POULSBO — In the same way former NK boys basketball coach Aaron Nations decided to return to his roots when he took a position in Everett this past spring, Derek Anderson, too, will be coming home in replacing him. Anderson, a former Olympic College, South Kitsap and Bremerton High School basketball player, was officially hired Aug. 25 to take over the North Kitsap position.

POULSBO — In the same way former NK boys basketball coach Aaron Nations decided to return to his roots when he took a position in Everett this past spring, Derek Anderson, too, will be coming home in replacing him.

Anderson, a former Olympic College, South Kitsap and Bremerton High School basketball player, was officially hired Aug. 25 to take over the North Kitsap position.

“I’m really excited,” he said. “I believe in being a big part of the community. The South (Kitsap) communities were real close, and I’m just excited to be back in a community where everyone knows everyone else.”

Anderson, who currently lives in Las Vegas, Nev., is splitting his time between volunteer coaching for the UNLV Women’s team and a construction management job. He’s also working toward a bachelor’s degree in secondary level history, planning to finish that degree in the next year and a half so he can teach history at NKHS to go with his new basketball job.

Growing up in Port Orchard, Anderson attended Manchester Elementary, Cedar Heights Junior High School and then one year at South Kitsap High School, where he played basketball for his father and then-head coach of the Wolves, Darrell Anderson.

He transferred his junior year and played for Larry Gallagher’s Bremerton Knights for one season. But his family relocated and he finished his high school days at Simms High School in Montana, graduating in 1992.

He returned to Bremerton for college, playing one season for Olympic. However, his family moved to Minnesota and he decided to transfer to Div. 2 Concordia College in Moorhead, Minn., where he attended and played basketball until 1995.

After returning once more to Kitsap for three years, Anderson followed his family in a move to Las Vegas in 1998, where his first basketball coaching experience occurred as an assistant under his father at Trinity High School. He took over the program as head coach from 2002-2004, and then began helping at UNLV with the women’s program this past year.

At Trinity, his teams were never lower than third in league and qualified for state two years. Academic rigor was also a cornerstone of his program, his teams’ cumulative GPA never falling below a 3.25.
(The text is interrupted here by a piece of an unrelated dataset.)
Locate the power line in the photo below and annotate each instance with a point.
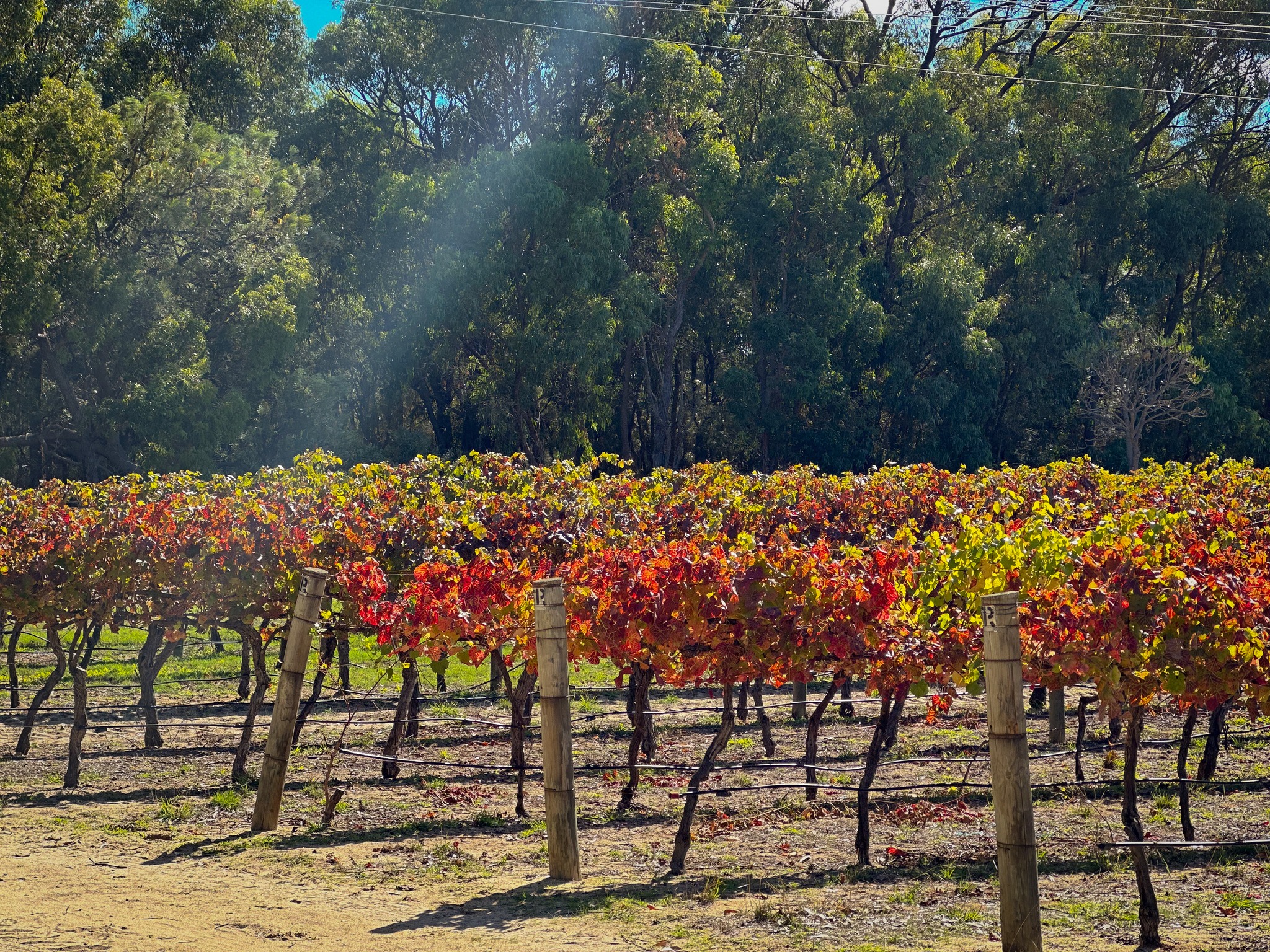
(778, 54)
“Athletics are extracurricular for a reason,” he said. “Being a good citizen and scholastically being really involved are the most important things.” At NKHS, he is also a finalist for the NK Success Program Director position, which would allow him the chance to be at the school all day, all year, an opportunity he said he hopes to attain.

“The most important thing is staying involved with the kids,” he said. “It’s important to be a role model.”

His first year goals for the NK program include ensuring a smooth transition for all returning players, getting more involved in the community and “competing in every game.”